Aubrey Hi. Go ahead.
Barbara - My name's Barbara and I'm just asking what exactly is vascular dementia and what is the long term prognosis?
Aubrey - Vascular dementia and what is the long term prognosis, Dr Chris?
Chris - Hello Barbara. Dementia, first of all, is the loss of cognitive faculties, often with age, and that's why we often add the phrase or the word 'senile' to the expression with senile dementia. Senile meaning with age. One important cause of dementia is when the blood supply to the brain doesn't work as well as it should, and if you look at the brain you see that there is a structure called the blood brain barrier. And this is because brain tissue is very delicate and chemically very sensitive and the blood contains lots of substances which could irritate the brain, so you have a blood brain barrier which keeps the blood away from the brain tissue allowing through the things you want to get into the brain like sugars, important molecules for making nerve transmitters and repairing nerve cells, and oxygen. And it can that you throw away the waste but it doesn't let other stuff through. If, with age and with other problems such as smoking or diabetes and other health problems, if you damage the integrity of this blood brain barrier what can happen is that chemicals and nasties from the bloodstream can go across the blood brain barrier, enter the brain substance and begin to irritate or damage nerve cells and cause nerve degeneration and nerve cell loss. And that progressive nerve cell loss leads to dementia or loss of cognitive faculties which manifests in much the same way as if you had Alzheimer's disease, which is another form of dementia or loss of nerve tissue leading to a loss of your cognition.
Aubrey - All right. Ed in [**] asking a similar question or a related question. Ed go ahead.
Ed - Yes well, that's what I was actually asking. Apparently there are some books out now which claim that you that Alzheimer's can be reversed or even and prevented by lifestyle changes and various supplements or good foods and exercise as well has some specifics to it I suppose. And I know it seems like glucose is a baddy. But is this true, I mean, reversed and prevented?
Aubrey - Thank you very much for the question Ed. Dr Chris.

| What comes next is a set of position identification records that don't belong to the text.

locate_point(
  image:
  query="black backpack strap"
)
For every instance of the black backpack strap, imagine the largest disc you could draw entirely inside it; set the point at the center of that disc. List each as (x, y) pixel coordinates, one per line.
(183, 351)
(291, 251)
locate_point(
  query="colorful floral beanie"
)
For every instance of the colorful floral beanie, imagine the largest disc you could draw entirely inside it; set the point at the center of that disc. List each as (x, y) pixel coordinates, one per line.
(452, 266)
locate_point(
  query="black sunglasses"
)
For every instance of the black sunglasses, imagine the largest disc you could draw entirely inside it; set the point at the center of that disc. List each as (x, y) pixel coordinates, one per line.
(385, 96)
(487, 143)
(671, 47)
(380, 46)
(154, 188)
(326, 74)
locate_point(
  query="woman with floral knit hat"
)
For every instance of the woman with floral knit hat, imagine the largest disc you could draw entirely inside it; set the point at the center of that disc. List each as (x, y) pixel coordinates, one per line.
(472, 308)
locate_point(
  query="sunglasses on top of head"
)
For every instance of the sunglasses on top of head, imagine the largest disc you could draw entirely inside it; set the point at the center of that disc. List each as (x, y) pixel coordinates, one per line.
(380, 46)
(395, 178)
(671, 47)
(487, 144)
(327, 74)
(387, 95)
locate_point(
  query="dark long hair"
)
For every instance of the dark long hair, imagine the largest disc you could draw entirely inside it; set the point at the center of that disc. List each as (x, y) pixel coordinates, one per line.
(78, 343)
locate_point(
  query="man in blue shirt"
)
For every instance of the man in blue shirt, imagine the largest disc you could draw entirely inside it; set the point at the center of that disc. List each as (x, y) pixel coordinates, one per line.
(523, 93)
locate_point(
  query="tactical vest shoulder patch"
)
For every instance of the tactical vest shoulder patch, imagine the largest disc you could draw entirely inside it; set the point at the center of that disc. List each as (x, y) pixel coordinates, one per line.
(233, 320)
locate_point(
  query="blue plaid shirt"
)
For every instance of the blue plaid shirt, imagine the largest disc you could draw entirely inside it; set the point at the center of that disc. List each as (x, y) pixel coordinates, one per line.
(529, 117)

Chris - Regrettably no. Alzheimer's disease and other dementing diseases, which are largely diseases of longevity, are set to become much more common. In fact, the worry is that within the next half century probably one person in three in some populations of some countries owing to the ageing population are likely to have some kind of dementia or Alzheimer's disease. This is a huge problem. And the reason we get Alzheimer's disease is because there is a build up in the brain of a pathological or harmful protein called beta amyloid. This is naturally made in the brain, but normally the brain gets rid of it. But, under certain circumstances, it builds up in a toxic way and then damages nerve tissue. Its likelihood that that will happen increases with age, and so therefore the longer you live the more likely you are to succumb to this. The likelihood of it not happening can be reduced by doing sensible things like exercise, like eating healthily, like not smoking, not drinking too much. And also having good genes because Alzheimer's disease has a genetic component as well. It may also have an infective component. There's research out this week suggesting that certain virus signatures keep cropping up in the brains of people who have Alzheimer's disease and therefore infection may also play a role. So the best advice is that there's not a lot you can do about your genes, but what you can do is to minimise your lifestyle factor risks. So doing all the things I've suggested is probably a good idea. Keep an eye on your blood pressure, keep an eye on your cardiovascular health, and eat a healthy diet. And don't smoke because smoking is a huge risk factor for Alzheimer's disease and, actually, many other diseases. So that's the best way to reduce your risk nd hope that medicine, in the meantime, can come up with a way to save us all before we succumb. So we're all crossing our fingers.
Aubrey - Sage advice as always Dr Chris Smith. Thank you very much for joining us. We really appreciate it.
Chris - It's a pleasure. Thank you. See you soon everyone!